The statistic reminded me of something my father often said, and it gave me one more reason not to trust her.

“Someone will be by tonight to escort you to your first session. After that, the elevator will be programmed to let you go there on your own when you have appointments. The counseling rooms are on the first floor of this building. The elevators are programmed to take you there.”

She pointed to the pajamas on my bed: a dark green T-shirt, sweatshirt, and sweatpants.

“Throw your dirty clothes in there.” She motioned behind me to the tall, square hamper in the closet. “We’ll empty it out during your counseling sessions. You’ll get a stack of clean uniforms and enough bedding to change your sheets every day. Any questions?”

I looked down at the bed. “I don’t think I’ll need new bedding every single day,” I pointed out. It seemed a little luxurious for a detention center.

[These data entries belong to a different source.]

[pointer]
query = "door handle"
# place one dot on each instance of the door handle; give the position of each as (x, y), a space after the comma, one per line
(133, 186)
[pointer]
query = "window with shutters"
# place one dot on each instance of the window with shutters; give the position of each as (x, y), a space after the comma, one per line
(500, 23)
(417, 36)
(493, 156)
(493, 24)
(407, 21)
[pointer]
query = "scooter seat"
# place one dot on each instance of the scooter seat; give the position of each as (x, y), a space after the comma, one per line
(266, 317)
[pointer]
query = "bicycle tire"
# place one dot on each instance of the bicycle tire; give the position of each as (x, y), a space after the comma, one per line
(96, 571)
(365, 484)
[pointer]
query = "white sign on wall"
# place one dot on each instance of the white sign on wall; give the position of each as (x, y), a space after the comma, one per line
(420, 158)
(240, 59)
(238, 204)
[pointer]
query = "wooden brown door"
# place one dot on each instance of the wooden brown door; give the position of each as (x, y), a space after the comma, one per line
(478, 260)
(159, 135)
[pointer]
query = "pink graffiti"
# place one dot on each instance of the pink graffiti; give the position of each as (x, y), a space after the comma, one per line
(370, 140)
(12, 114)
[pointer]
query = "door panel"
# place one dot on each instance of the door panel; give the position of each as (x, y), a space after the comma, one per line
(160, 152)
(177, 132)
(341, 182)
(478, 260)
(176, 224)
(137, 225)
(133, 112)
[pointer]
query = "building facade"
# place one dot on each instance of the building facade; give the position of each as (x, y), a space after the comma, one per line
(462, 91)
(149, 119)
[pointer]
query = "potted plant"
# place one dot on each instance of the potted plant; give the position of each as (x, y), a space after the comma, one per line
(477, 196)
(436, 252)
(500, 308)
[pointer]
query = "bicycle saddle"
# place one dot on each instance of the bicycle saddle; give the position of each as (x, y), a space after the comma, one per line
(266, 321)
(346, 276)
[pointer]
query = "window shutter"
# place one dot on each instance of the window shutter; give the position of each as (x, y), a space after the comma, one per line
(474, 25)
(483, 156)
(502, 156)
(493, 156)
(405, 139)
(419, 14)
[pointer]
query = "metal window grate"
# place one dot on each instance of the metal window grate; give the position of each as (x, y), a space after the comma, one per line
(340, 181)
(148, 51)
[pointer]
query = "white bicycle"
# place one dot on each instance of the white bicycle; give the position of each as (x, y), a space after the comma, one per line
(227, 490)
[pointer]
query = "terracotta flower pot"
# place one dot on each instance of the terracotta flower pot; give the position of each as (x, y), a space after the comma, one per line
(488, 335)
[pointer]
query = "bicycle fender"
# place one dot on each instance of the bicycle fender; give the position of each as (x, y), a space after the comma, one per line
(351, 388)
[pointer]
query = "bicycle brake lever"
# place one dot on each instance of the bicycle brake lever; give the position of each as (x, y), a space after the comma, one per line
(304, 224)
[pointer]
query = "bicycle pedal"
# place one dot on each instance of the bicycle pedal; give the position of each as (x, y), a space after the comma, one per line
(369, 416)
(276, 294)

She was quiet for a few seconds before she answered. “Why don’t you wait a day or two before you decide that?” she offered. “You might change your mind.” I heard a noise down the hall and I turned my head in that direction. “Oh, one more thing,” she added, and raised a finger, gesturing for me to follow her. We walked down the hall and I heard someone around the corner. The hall widened at the end, and we turned and entered a small corner room that had a food machine set up against the back wall. A boy was stocking the counter with clean mugs. He looked young enough to be in digital school, but he was wearing a staff uniform. He was tall and gangly, with dark hair cut close to his head. Silver-wire-rimmed glasses slipped down his nose. He pushed them up and grinned when he saw us.